Ticaret modellerinde yaşanan değişimler, sınırlı tersane kapasitesi ve yeni gemi teslimatlarının azlığı, ham petrol tankerlerinin fiyatlarını adeta roket gibi yükseltiyor. Atina merkezli gemi komisyoncusu Xclusive'in verilerine göre, yeni bir VLCC inşa etmenin maliyeti şu anda 2020'ye kıyasla neredeyse yüzde 50 daha fazla.
Bu artışın arkasında yatan nedenlerden biri de jeopolitik dengelerdeki değişimler. Rusya'ya yönelik yaptırımlar, Avrupa enerji pazarının rotasını değiştiriyor ve bu da Baltık ve Karadeniz'den yapılan ihracatın uzak pazarlara yönlendirilmesini zorunlu kılıyor. Ancak, bu yeni rotalar beraberinde Husilerin gemilere yönelik saldırıları dolayısıyla risk taşıyor, bu da daha uzun ve dolayısıyla maliyetli seyahatler anlamına geliyor.
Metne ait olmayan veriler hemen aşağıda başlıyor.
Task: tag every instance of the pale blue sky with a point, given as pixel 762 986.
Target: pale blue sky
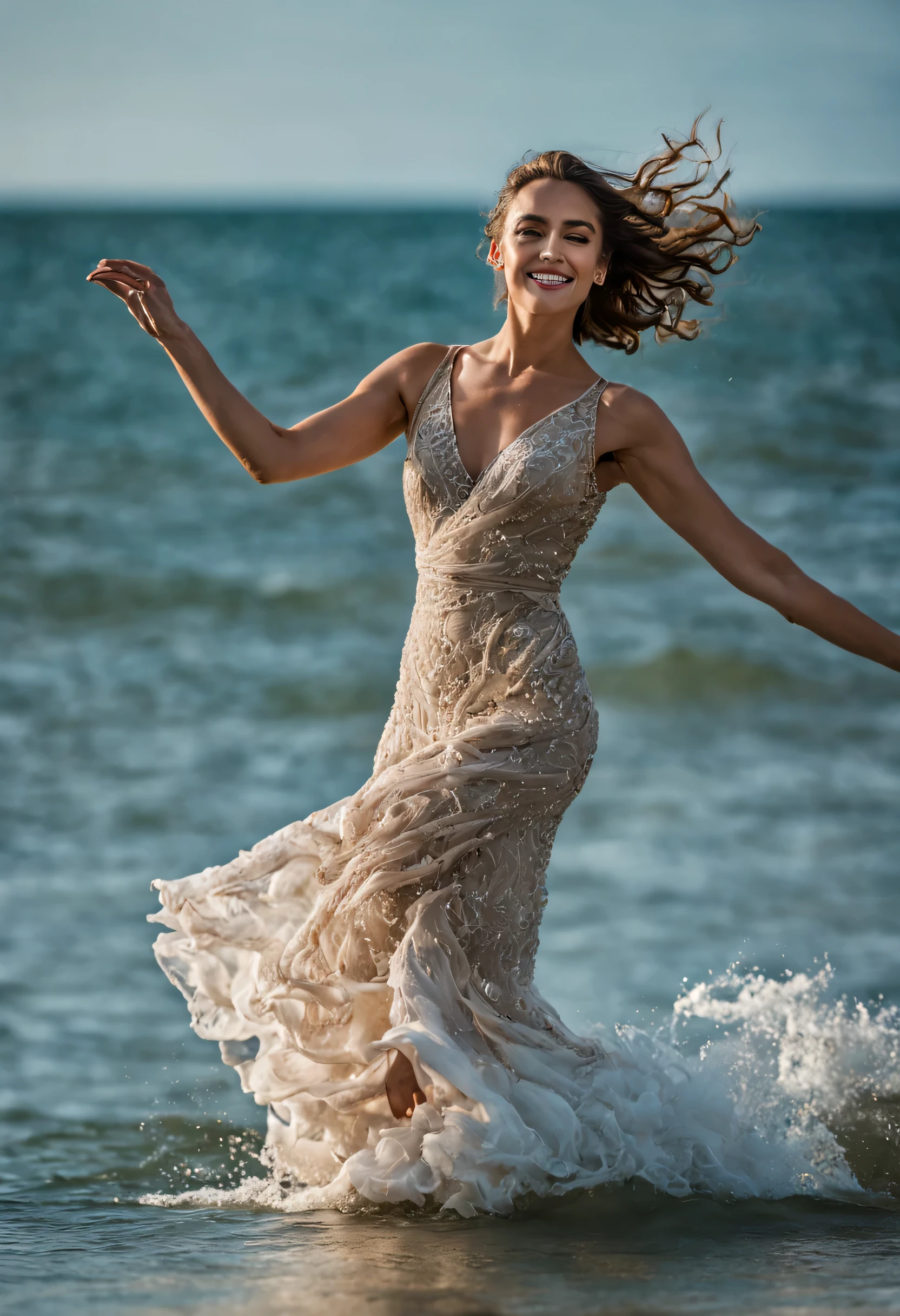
pixel 211 101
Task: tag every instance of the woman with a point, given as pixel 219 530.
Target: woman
pixel 369 970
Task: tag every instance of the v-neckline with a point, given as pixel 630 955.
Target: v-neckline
pixel 475 481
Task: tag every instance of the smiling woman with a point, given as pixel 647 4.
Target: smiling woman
pixel 662 240
pixel 370 970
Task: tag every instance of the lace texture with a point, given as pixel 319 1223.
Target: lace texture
pixel 407 916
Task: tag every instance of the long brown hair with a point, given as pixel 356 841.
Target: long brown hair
pixel 666 239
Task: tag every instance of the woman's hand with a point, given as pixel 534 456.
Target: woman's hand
pixel 142 291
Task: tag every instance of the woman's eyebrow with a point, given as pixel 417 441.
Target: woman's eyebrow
pixel 569 224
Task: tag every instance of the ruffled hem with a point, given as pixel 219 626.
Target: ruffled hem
pixel 513 1107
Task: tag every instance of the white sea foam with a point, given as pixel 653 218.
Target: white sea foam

Talep artarken, tanker filosunun büyüklüğü hemen hemen aynı kalıyor. Son yıllarda sipariş eksikliği nedeniyle 2024'te sadece iki VLCC, gelecek yıl ise yalnızca birkaç VLCC'nin teslim edilmesi bekleniyor. Bu da, talebin karşılanması için önemli bir zorluk oluşturuyor.
Tüm bu faktörler, tankerlerin yeniden satış değerlerinde gözle görülür bir artışa işaret ediyor ve piyasayı satıcı lehine dönüştürüyor. Öyle ki, son zamanlarda sekiz yaşındaki bir VLCC'nin, inşa maliyetinin bile üzerinde bir fiyata satıldığına dair istisnai örnekler mevcut.
Asya'daki tersaneler, bu yükselen talepten büyük ölçüde faydalanıyor. Önde gelen Çin, Kore ve Japon tersaneleri, zaten konteyner gemileri ve LNG taşıyıcıları siparişleriyle dolu olmalarına rağmen, bu fırsatı değerlendiriyorlar.
Ancak yüksek fiyatlara rağmen, tanker sahipleri gelecekteki fırsatları göz önünde bulundurarak yatırım yapıyorlar. Sipariş defterlerinin yalnızca VLCC filosunun yüzde 3'ünü oluşturması ve mevcut filonun üçte birinin yaşlanıyor olması, uzun vadeli fırsatların hala mevcut olduğunu gösteriyor.